(b)lines Ask the Expert – Terminating the Old and Starting Anew

March 3, 2009 (PLANSPONSOR (b)lines) - A plan adviser asks: "If a plan sponsor wants to terminate its existing 403(b) plan and start a new one, does it have to wait a year before starting the new one?"

They may have to.  In order for a section 403(b) plan to be considered terminated, all accumulated benefits under the plan must be distributed to all participants and beneficiaries “as soon as administratively practicable” after termination of the plan.  But under the regulations, the employer that sponsored that terminated plan is required to not make contributions to any section 403(b) contract (known as a “successor 403(b) plan”) during the period beginning on the date of plan termination and ending 12 months after distribution of all assets from the terminated plan. 

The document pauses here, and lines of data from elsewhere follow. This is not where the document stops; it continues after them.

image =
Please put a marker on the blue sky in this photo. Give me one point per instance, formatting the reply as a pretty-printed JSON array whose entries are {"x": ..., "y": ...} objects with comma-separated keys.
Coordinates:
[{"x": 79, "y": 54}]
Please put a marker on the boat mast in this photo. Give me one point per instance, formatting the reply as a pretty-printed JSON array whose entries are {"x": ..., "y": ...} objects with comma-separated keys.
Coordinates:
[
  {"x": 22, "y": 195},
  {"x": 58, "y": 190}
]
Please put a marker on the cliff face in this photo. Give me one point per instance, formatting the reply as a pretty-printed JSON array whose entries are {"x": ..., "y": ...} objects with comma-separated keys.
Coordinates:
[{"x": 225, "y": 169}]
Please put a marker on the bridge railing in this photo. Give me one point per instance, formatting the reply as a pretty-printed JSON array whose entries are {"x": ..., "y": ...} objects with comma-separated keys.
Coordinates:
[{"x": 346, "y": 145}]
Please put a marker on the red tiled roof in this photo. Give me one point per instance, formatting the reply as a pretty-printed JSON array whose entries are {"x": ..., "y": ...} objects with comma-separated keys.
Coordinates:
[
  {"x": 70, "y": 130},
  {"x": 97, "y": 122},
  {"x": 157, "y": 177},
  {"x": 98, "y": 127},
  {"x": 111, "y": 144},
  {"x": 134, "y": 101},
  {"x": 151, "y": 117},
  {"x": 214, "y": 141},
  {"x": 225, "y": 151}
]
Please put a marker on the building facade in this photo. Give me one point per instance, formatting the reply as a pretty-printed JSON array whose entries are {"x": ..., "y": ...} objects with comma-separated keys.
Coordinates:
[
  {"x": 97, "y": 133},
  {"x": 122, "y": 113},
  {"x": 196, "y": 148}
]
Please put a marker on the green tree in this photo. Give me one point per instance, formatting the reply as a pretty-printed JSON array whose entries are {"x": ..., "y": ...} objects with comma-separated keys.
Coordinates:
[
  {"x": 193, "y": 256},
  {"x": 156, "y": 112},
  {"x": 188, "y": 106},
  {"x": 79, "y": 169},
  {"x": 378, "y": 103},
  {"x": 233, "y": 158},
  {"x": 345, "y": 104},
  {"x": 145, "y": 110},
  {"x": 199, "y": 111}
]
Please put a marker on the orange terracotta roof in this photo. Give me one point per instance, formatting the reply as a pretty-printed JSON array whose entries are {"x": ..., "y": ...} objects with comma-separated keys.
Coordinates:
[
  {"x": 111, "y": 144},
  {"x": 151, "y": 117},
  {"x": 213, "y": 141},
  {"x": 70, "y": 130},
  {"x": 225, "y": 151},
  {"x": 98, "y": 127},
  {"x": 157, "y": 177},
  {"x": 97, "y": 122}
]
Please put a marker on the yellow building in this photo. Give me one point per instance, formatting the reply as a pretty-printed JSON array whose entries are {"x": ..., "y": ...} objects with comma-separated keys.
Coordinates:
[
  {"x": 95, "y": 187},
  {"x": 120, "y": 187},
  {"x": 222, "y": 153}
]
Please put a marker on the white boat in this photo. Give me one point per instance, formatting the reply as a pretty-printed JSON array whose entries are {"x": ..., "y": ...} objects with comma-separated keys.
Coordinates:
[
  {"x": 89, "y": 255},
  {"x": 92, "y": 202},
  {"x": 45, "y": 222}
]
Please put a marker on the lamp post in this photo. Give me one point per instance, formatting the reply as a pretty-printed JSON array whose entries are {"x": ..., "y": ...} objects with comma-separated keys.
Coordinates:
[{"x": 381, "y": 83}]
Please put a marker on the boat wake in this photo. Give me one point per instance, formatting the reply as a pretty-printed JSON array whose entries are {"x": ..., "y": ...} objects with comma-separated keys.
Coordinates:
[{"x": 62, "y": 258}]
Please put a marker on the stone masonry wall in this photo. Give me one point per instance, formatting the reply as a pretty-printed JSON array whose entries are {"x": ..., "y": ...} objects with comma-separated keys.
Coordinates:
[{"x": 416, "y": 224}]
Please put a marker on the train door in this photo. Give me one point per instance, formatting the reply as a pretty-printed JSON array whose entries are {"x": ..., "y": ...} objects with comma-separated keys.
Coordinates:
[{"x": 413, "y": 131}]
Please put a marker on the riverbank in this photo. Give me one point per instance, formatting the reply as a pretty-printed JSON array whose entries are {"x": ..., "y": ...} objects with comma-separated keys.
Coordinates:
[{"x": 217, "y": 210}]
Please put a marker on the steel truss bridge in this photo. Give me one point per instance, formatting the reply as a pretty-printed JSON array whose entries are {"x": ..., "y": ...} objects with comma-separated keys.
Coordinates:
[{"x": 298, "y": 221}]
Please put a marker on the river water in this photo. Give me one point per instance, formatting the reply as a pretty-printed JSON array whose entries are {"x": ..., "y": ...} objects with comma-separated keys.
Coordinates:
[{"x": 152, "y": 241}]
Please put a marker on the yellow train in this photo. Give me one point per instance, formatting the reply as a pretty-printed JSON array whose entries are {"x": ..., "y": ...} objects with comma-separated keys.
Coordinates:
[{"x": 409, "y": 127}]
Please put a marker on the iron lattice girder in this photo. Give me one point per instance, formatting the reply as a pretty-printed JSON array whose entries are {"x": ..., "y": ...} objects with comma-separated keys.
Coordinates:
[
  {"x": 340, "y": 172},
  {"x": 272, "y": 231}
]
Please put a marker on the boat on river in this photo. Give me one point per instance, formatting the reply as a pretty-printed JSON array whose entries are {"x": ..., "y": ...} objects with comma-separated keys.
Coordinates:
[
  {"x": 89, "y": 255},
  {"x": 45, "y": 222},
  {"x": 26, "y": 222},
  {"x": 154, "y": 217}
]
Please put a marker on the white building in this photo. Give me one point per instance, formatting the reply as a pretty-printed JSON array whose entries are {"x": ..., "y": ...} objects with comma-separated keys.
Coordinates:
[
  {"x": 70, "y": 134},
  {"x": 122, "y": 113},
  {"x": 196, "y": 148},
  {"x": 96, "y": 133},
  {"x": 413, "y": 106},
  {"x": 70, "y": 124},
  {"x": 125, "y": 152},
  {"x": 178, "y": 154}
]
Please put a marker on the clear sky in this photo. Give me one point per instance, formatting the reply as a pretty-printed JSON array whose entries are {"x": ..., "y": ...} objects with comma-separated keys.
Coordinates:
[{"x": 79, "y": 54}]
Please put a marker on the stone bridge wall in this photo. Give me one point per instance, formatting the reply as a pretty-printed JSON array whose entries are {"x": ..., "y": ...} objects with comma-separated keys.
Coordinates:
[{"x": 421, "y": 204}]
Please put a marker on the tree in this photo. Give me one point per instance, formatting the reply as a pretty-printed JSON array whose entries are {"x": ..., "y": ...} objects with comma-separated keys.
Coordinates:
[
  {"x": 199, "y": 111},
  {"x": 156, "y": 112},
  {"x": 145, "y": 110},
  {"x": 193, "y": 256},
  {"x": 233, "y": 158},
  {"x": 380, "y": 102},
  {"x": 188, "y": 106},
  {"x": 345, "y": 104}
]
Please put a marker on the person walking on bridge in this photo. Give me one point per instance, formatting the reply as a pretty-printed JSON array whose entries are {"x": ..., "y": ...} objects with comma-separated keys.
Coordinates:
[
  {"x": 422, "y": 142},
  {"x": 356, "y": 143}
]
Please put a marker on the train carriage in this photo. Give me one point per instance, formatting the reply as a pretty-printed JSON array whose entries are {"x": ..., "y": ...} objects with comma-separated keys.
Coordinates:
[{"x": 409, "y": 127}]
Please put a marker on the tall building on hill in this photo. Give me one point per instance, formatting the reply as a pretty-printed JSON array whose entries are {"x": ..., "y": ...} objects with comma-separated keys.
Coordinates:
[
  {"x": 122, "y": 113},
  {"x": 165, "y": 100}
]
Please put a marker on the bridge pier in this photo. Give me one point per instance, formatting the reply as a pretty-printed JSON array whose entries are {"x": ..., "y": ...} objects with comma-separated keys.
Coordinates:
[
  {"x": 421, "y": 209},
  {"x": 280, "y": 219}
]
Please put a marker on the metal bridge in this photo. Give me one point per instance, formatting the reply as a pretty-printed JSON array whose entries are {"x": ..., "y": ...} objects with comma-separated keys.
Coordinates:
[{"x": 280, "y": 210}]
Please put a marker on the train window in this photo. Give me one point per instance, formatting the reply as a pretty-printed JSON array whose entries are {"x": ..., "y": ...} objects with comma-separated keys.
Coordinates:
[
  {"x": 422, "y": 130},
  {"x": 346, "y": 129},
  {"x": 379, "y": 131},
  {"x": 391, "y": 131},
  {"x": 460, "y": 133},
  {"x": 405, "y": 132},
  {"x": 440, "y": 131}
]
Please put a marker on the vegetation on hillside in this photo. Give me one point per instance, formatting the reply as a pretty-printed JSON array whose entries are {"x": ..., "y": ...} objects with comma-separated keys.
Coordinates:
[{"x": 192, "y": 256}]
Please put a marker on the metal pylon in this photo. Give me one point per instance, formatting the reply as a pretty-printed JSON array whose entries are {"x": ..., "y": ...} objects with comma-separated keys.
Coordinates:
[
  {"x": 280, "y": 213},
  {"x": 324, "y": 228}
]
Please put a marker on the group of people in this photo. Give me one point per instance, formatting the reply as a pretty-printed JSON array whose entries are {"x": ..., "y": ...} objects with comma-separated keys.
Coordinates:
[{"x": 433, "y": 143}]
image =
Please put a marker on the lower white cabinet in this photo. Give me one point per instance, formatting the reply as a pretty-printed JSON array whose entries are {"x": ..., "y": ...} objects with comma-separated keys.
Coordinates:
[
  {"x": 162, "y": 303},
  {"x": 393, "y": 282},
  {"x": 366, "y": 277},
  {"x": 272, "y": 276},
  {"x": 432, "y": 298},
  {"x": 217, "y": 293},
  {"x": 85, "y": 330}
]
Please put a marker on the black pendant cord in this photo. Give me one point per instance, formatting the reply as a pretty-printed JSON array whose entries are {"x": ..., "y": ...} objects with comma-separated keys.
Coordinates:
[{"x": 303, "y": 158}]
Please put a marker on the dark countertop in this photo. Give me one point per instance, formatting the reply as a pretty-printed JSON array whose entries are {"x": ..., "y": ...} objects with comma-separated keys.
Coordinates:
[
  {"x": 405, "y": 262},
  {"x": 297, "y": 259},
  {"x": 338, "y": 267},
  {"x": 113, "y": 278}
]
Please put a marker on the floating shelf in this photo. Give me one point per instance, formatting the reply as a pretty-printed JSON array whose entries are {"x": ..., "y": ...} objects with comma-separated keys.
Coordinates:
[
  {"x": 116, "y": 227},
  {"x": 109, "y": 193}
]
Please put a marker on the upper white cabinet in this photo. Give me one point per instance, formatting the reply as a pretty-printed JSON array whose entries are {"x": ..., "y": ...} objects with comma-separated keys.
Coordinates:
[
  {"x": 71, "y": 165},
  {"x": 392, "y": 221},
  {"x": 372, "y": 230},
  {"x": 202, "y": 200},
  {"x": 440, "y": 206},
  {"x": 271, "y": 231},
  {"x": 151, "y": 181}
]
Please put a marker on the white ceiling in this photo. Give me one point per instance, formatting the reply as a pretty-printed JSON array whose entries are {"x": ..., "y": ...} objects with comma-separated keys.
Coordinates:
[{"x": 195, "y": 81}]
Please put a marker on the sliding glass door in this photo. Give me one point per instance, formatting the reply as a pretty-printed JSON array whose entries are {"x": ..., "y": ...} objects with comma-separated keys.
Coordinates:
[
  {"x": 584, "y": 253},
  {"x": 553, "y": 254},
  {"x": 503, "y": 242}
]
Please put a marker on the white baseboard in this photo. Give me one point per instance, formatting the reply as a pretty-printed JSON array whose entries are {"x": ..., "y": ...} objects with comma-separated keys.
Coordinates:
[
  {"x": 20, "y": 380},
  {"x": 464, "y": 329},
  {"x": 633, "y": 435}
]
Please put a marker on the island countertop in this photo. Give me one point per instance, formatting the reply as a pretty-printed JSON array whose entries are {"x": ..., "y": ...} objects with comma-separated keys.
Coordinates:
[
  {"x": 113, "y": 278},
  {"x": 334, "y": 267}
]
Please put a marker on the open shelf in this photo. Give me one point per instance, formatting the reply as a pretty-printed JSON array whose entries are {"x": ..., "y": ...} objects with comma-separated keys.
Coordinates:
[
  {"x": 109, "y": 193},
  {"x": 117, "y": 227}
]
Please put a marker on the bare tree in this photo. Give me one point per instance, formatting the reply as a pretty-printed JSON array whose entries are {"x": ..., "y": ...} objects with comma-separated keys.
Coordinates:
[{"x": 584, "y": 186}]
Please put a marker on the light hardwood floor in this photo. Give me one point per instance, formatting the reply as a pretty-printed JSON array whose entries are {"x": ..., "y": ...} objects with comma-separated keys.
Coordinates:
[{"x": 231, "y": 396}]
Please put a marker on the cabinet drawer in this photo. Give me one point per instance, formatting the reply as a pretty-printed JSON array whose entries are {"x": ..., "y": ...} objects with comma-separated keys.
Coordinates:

However, if at all times during the period beginning 12 months before the termination and ending 12 months after distribution of all assets from the terminated plan fewer than 2% of the employees who were eligible under the terminated 403(b) plan as of the date of plan termination are eligible under an alternative section 403(b) plan, that alternative 403(b) plan can be disregarded for purposes of that prohibition.

The consequence of violating this rule would be impermissible plan distributions, which would cause all affected contracts to fail to satisfy section 403(b). 

So the practical answer is that if the employer intends to create a successor 403(b) plan within 12 months after the final distribution from a terminated 403(b) plan, it should instead freeze and continue to maintain the old 403(b) plan rather than terminate it.  Of course, that would require the kind of continued administration that the employer was probably trying to avoid.

-David Powell, Groom Law Group, Chartered

NOTE: This feature is to provide general information only, does not constitute legal advice as part of an attorney-client relationship, and cannot be used or substituted for legal or tax advice.